Methods: BRAID provided safe spaces for a series of facilitated conversation circles involving trusted community experts and invited clinicians and scientists. Community experts were encouraged to share their experiences, raise concerns, and ask pandemic-related questions in an informal setting. Community experts were empowered to codesign and coproduce accurate health messages acceptable to their communities. To gain insight into the process of building trust, dialogues involving 22 community experts were transcribed and coded, and post survey data from 21 participants were analyzed.

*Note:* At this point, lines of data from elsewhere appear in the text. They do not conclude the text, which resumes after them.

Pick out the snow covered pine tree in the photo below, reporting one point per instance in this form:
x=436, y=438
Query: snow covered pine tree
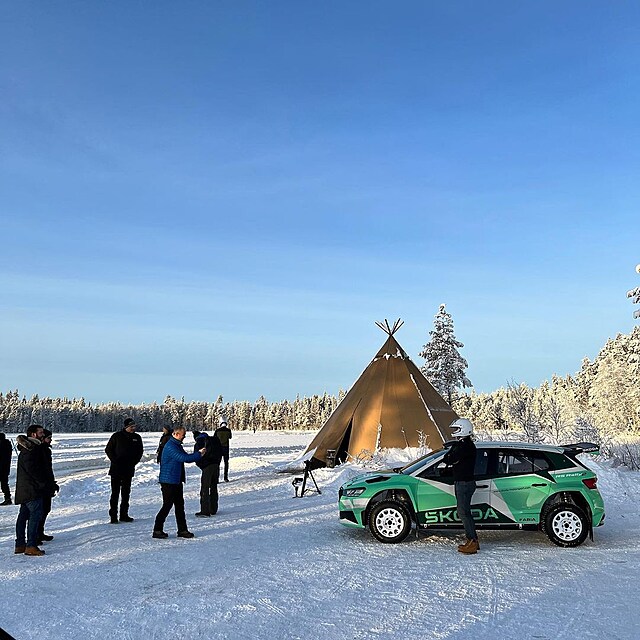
x=444, y=367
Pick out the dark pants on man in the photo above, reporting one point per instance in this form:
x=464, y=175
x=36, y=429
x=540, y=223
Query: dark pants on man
x=4, y=485
x=172, y=496
x=46, y=510
x=464, y=493
x=209, y=490
x=119, y=486
x=225, y=457
x=31, y=513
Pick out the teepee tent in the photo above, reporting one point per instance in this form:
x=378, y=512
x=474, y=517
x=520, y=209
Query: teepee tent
x=390, y=405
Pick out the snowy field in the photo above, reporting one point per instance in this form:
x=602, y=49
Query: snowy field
x=275, y=567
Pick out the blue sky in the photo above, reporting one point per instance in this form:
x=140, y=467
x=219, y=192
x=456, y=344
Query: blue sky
x=221, y=198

Conclusions: BRAID is a manualized community engagement model that aims to build the trust needed to improve COVID-19 vaccine uptake in historically marginalized communities. Through BRAID, participants developed increased trust in health systems and research. By empowering community experts to share information through their established social networks, BRAID has the potential to amplify the reach and impact of communications regarding health topics that are controversial and divisive, such as COVID-19 vaccination.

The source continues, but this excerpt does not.